Learning is a psychological process, not necessarily a logical one. Trying to frighten a student through threats of unsatisfactory reports or reprisals may seem logical, but is not effective psychologically. The effective instructor can organize teaching to fit the psychological needs of the student. If a situation seems overwhelming, the student feels unable to handle all of the factors involved, and a threat exists. So long as the student feels capable of coping with a situation, each new experience is viewed as a challenge.

A good instructor realizes that behavior is directly influenced by the way a student perceives, and perception is affected by all of these factors. Therefore, it is important for the instructor to facilitate the learning process by avoiding any actions which may inhibit or prevent the attainment of teaching goals. Teaching is consistently effective only when those factors which influence perceptions are recognized and taken into account.

Insight

Insight involves the grouping of perceptions into meaningful wholes. Creating insight is one of the instructor’s major responsibilities. To ensure that this does occur, it is essential to keep each student constantly receptive to new experiences and to help the student realize the way each piece relates to all other pieces of the total pattern of the task to be learned.

As an example, during straight-and-level flight in an airplane with a fixed-pitch propeller, the RPM will increase when the throttle is opened and decrease when it is closed. On the other hand, RPM changes can also result from changes in airplane pitch attitude without changes in power setting. Obviously, engine speed, power setting, airspeed, and airplane attitude are all related.

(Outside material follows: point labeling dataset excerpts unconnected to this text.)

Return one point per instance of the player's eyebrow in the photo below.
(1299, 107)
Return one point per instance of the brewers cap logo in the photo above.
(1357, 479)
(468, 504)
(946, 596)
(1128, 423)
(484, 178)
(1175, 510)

True learning requires an understanding of how each of these factors may affect all of the others and, at the same time, knowledge of how a change in any one of them may affect all of the others. This mental relating and grouping of associated perceptions is called insight.

Insight will almost always occur eventually, whether or not instruction is provided. For this reason, it is possible for a person to become an electrician by trial and error, just as one may become a lawyer by reading law. Instruction, however, speeds this learning process by teaching the relationship of perceptions as they occur, thus promoting the development of the student’s insight.

As perceptions increase in number and are assembled by the student into larger blocks of learning, they develop insight. As a result, learning becomes more meaningful and more permanent. Forgetting is less of a problem when there are more anchor points for tying insights together.

It is a major responsibility of the instructor to organize demonstrations and explanations, and to direct practice, so that the student has better opportunities to understand the interrelationship of the many kinds of experiences that have been perceived. Pointing out the relationships as they occur, providing a secure and non threatening environment in which to learn, and helping the student acquire and maintain a favorable self-concept are key steps in fostering the development of insight.

Motivation

Motivation is probably the dominant force which governs the student’s progress and ability to learn. Motivation may be negative or positive, tangible or intangible, subtle and difficult to identify, or it may be obvious.

Negative motivation may engender fear, and be perceived by the student as a threat. While negative motivation may be useful in certain situations, characteristically it is not as effective in promoting efficient learning as positive motivation.

Positive motivation is provided by the promise or achievement of rewards. These rewards may be personal or social; they may involve financial gain, satisfaction of the self- concept, or public recognition. Motivation which can be used to advantage by the instructor includes the desire for personal gain, the desire for personal comfort or security, the desire for group approval, and the achievement of a favorable self-image.